Art. 3: “Tutti i cittadini hanno pari dignità sociale e sono eguali davanti alla legge, senza distinzione di sesso, di razza, di lingua, di religione, di opinioni politiche, di condizioni personali e sociali. È compito della Repubblica rimuovere gli ostacoli di ordine economico e sociale, che, limitando di fatto la libertà e l’uguaglianza dei cittadini, impediscono il pieno sviluppo della persona umana e l’effettiva partecipazione di tutti i lavoratori all’organizzazione politica, economica e sociale del Paese”. In tal modo la tutela antidiscriminatoria trova spazio nel nostro Paese, sia sotto il profilo “diretto” che nella nostra Costituzione è teorizzato quale principio di uguaglianza formale (art. 3, comma 1), sia sotto il profilo “indiretto”, quale uguaglianza sostanziale (art. 3, comma 2).

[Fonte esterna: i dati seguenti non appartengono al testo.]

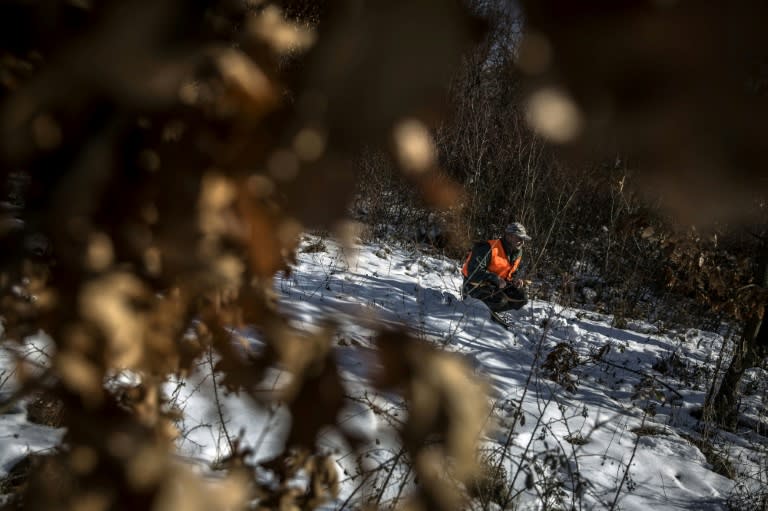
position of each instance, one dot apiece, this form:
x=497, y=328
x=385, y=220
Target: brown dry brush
x=168, y=155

- Legge n. 604/1966, art. 4: vieta il licenziamento discriminatorio. Inizialmente tale forma di tutela era stata introdotta nel nostro ordinamento sin dagli anni sessanta per garantire i diritti sindacali e politici dei lavoratori (la ratio di tale tutela era che nessuno poteva essere discriminato per l’appartenenza ad un partito politico o per l’iscrizione ad un determinato sindacato). In seguito la portata di tale divieto si è estesa sino a ricomprendere nelle norme di tutela ogni fattore di rischio.
- Legge n. 300/1970, art. 15 (cd. Statuto dei lavoratori tutt’ora in vigore) rubricato “Atti discriminatori” sancisce la nullità di qualsiasi atto o patto diretto a subordinare l’occupazione di un lavoratore alla condizione che aderisca o non aderisca ad una associazione sindacale ovvero cessi di farne parte; licenziare un lavoratore, discriminarlo nella assegnazione di qualifiche o mansioni, nei trasferimenti, nei provvedimenti disciplinari, o recargli altrimenti pregiudizio a causa della sua affiliazione o attività sindacale ovvero della sua partecipazione ad uno sciopero etc.. Una prima modifica della norma si ebbe con l’art. 13 della Legge n. 903/1977 che sostituì il secondo comma dell’art. 15 con il seguente: “Le disposizioni di cui al comma precedente si applicano altresì ai patti o atti diretti ai fini di discriminazione politica, religiosa, razziale, di lingua o di sesso”. Successivamente completata dal D.Lgs. n. 216/2003, aggiungendo le discriminazioni “di handicap, di età o basata sull’orientamento sessuale o sulle convinzioni personali”. Appare evidente che l’art. 15 ha seguito l’evoluzione legislativa descritta ampliando il ventaglio delle possibili cause di discriminazione. Ne consegue che il datore di lavoro, dunque, è tenuto non tanto a praticare la parità di trattamento verso i suoi dipendenti, bensì a rispettare il principio di non discriminazione, cioè a non praticare disparità di trattamento in ragione di fattori che la Legge gli vieta di prendere in considerazione. L’articolo 15 Stat. si configura quindi come una vera e propria norma di chiusura (qualsiasi atto o patto diretto a recare altrimenti pregiudizio), si sostanzia, cioè in una formula così ampia, da ricomprendere nel divieto anche le discriminazioni atipiche, ovvero quelle non direttamente tipizzate dal Legislatore.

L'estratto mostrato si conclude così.